I hesitated. I knew how dangerous this boy was.

But he looked at me with such hope it melted the rest of the ice around my heart.

I opened the door wider to let him in.

Sunghoon settled onto the sinking cushions of my halmeoni’s couch. It somehow made him look small.

“Are you here to see Soobin?” I finally asked.

Sunghoon shook his head.

“Are you here because you need help?”

He shook his head again.

“Listen, I can’t do anything unless you speak.”
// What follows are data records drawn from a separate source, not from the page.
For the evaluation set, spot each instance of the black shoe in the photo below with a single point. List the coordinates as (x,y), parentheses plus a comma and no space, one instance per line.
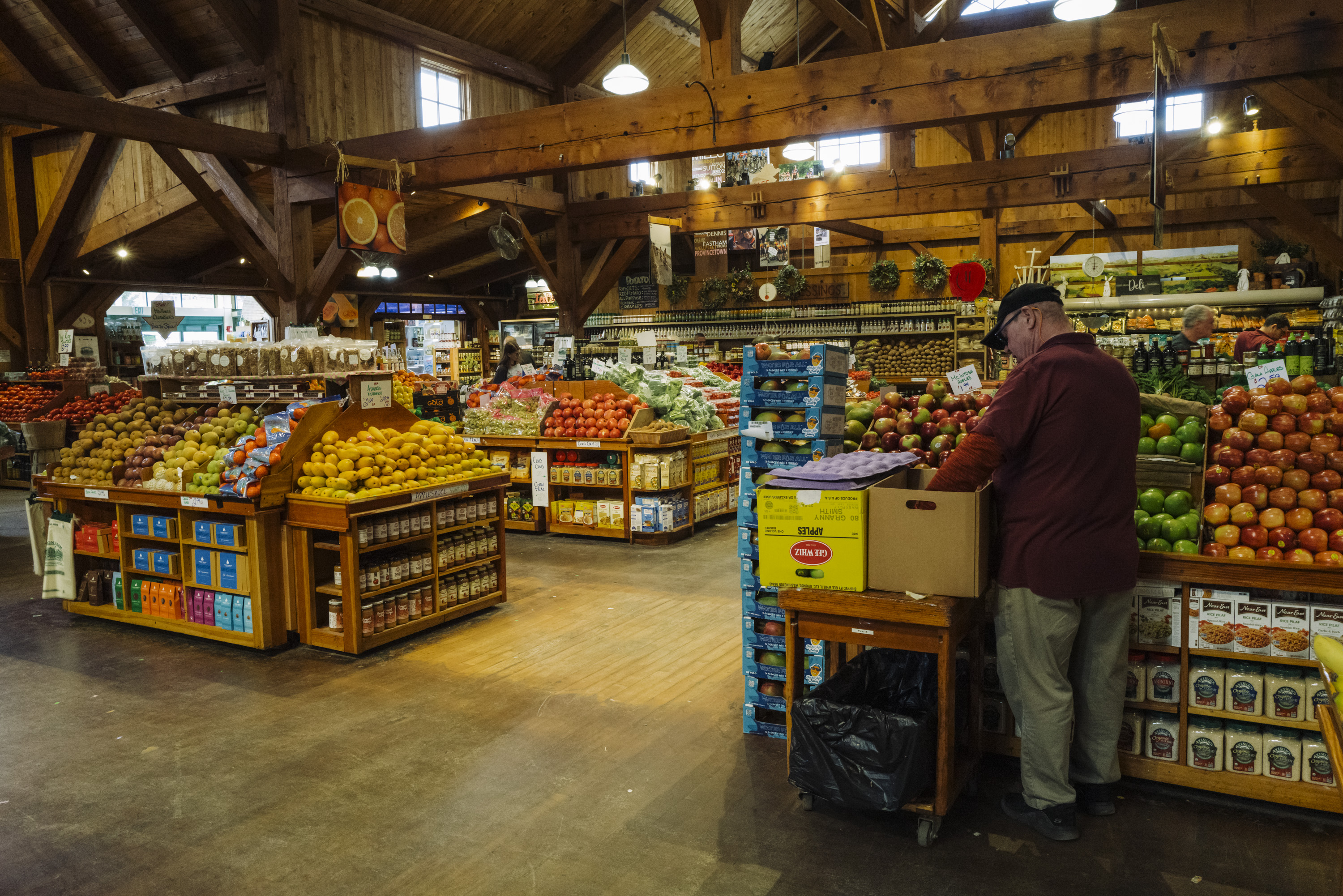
(1056,823)
(1096,800)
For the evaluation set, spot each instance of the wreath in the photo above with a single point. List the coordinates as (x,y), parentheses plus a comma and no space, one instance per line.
(679,289)
(740,286)
(718,288)
(884,277)
(790,282)
(930,273)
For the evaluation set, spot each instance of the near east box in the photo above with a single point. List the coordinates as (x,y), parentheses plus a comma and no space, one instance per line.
(822,390)
(771,456)
(821,359)
(813,539)
(950,530)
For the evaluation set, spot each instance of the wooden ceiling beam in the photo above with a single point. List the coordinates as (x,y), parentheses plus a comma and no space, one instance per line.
(92,50)
(1048,69)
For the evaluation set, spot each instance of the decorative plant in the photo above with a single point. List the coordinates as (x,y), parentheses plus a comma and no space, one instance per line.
(679,289)
(790,282)
(884,277)
(740,286)
(714,293)
(930,273)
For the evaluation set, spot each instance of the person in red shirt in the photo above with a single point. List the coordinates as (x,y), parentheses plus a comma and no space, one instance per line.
(1275,329)
(1060,448)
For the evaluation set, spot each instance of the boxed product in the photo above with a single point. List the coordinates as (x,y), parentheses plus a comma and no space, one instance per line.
(813,539)
(1326,620)
(1291,631)
(951,530)
(1217,620)
(1253,617)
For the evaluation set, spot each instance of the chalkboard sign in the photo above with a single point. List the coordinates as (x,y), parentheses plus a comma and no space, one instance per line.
(638,290)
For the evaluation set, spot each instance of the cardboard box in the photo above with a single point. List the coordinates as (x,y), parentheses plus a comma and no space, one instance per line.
(813,539)
(950,539)
(1291,631)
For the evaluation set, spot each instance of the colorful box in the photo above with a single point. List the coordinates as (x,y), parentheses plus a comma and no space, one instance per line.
(817,542)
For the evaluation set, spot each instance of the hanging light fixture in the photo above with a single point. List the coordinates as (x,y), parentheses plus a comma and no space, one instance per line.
(1075,10)
(625,78)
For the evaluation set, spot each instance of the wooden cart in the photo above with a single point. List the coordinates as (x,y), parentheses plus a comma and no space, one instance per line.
(894,620)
“He should leave!” Sunghoon blurted out, finally lifting his head to look at me.

I wondered whether I’d made a mistake letting him in. “Why?”

“It’s not safe here.”

“Why?” The question cracked out with suspicion. “Because you’ll hurt him again?”

Another head shake. “My halmeoni. She won’t stop until she gets her revenge.”

“And she sent you here to do her dirty work?”

“Before, I was doing what I’d thought was right. I was raised to believe that Ara was a monster. That her son must be equally evil.” Sunghoon held out his hands, like he was trying to offer these words to me as penance.

“And now you’ve magically changed your mind?” I asked, my words harsher than I intended.

Sunghoon shrugged and I sighed. “So what is it that you want now?”

“This time I want to warn him before it’s too late.”

“So tell him yourself.” My eyes shifted to the door, wondering how things were going downstairs between Soobin and Detective Hae.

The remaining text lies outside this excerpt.